Во всем, как вы хотите, чтобы поступали с вами, и вы поступайте так же и не делайте другим того, чего себе не хотите (ср. Мф. 7, 12). Эта двуединая заповедь просвечивает сквозь всякое старание не причинять людям страданий, наоборот – облегчать им жизнь. Каждый день предоставляет нам немало случаев, чтобы поупражняться в этом занятии. Особенно чиновникам. У них есть соблазн смотреть на людей как на назойливых мух. Особенно начальникам. И у них есть та же опасность. Стоит между людьми возникнуть разделяющей границе в виде окошка в кассе, или прилавка, или стола в присутственном месте, как их отношения рискуют выстроиться в форме сдержанного противостояния. «Скажите, пожалуйста…» – «Чё пришел?» – «Не могли бы вы…» – «Говорите быстрее», – «Я бы очень хотел…» – «Ничего не знаю. Придите завтра». Один унижен, второй высокомерен. А раздражены оба. Всего этого очень много. Слишком много. И это даже понятно.
Человек не ангел. Он устает. От многолюдства устает особенно. У него свои проблемы есть, до каких никому нет дела. Его бы самого пожалеть, этого чиновника или начальника. А к нему все ходят и ходят, просят и просят, надоедают и надоедают. Это понятно. Но должно быть так же понятно, что все эти ситуации и есть школа взаимного терпения, кротости, братской любви, наконец. Такова любая очередь, хоть в поликлинику, хоть в паспортный стол.
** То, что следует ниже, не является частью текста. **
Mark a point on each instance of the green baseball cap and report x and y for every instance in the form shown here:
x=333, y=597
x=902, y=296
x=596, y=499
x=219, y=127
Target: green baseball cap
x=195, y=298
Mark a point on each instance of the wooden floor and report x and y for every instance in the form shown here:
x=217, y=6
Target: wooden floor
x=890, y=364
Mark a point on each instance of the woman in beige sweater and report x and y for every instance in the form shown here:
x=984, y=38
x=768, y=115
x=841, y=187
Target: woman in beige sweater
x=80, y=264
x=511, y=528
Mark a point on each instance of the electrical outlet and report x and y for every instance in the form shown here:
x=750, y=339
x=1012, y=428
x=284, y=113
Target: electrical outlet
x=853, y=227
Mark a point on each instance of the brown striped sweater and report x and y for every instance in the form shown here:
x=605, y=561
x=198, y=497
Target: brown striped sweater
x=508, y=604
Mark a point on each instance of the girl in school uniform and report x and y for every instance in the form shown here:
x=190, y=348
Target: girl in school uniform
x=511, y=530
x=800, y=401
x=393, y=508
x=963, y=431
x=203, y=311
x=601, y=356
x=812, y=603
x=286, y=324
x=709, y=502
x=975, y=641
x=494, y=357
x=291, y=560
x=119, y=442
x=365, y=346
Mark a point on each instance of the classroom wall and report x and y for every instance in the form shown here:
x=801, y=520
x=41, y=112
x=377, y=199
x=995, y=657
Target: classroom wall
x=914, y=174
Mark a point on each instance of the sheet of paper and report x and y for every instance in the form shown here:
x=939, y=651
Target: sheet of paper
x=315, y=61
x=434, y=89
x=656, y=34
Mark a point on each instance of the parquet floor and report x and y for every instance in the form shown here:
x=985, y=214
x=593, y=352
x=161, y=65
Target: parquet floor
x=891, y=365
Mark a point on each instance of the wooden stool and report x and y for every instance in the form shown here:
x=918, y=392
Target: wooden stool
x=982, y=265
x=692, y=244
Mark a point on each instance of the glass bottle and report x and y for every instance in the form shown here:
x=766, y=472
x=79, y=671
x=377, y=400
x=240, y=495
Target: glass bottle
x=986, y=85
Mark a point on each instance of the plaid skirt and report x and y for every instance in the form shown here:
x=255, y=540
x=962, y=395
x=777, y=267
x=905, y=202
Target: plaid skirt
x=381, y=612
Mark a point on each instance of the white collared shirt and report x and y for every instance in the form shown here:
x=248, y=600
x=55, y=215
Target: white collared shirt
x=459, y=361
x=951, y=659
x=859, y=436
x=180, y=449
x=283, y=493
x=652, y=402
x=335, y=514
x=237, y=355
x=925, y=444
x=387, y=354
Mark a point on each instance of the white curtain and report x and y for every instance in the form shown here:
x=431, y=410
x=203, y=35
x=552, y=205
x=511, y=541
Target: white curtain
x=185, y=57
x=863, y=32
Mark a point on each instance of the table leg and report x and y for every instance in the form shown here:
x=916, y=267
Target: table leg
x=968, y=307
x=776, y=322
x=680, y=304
Такова любая толкотня, хоть в метро в час пик, хоть в гардеробе театра после представления.
Невозможно двигаться к совершенству, пренебрегая рабочими и служебными обязанностями, делая свою работу тяп-ляп. Ты кондитер? Делай свое дело с мыслью о тех, кто будет твои изделия есть. Ты штукатур? Плиточник? Думай о тех, кто будет жить в доме, тобою обустроенном. Водитель, портной, доктор, инструктор по вождению… Это всех касается. Человек должен делать свою работу так, чтобы его благословляли пользователи его трудов. Благословляли, а не проклинали и не злословили. Здесь одним мастерством не обойдешься, поскольку есть мастера жадные, мастера хитрые, мастера, никого не любящие. Здесь нужно к мастерству добавить сердце, заботящееся о клиенте, видящее в нем брата. Вещь элементарная, однако довольно редкая.
Нужно думать о людях, и, конечно, думать хорошо. Лишний раз их обижать и жизнь им усложнять не надо. Вспышки раздражения с их стороны стоит гасить благоразумным терпением. Все это любовь, доступная нашей худости. По крайней мере, это путь к ней.
Вряд ли нам придется совершить какие-то большие дела. Будем довольствоваться делами маленькими, которыми полон каждый день. Как говорил один из Оптинских старцев: «Святой Герасим был велик – у него был лев. А мы маленькие. У нас кот». И поглаживал при этом котофея, примостившегося у него на коленях.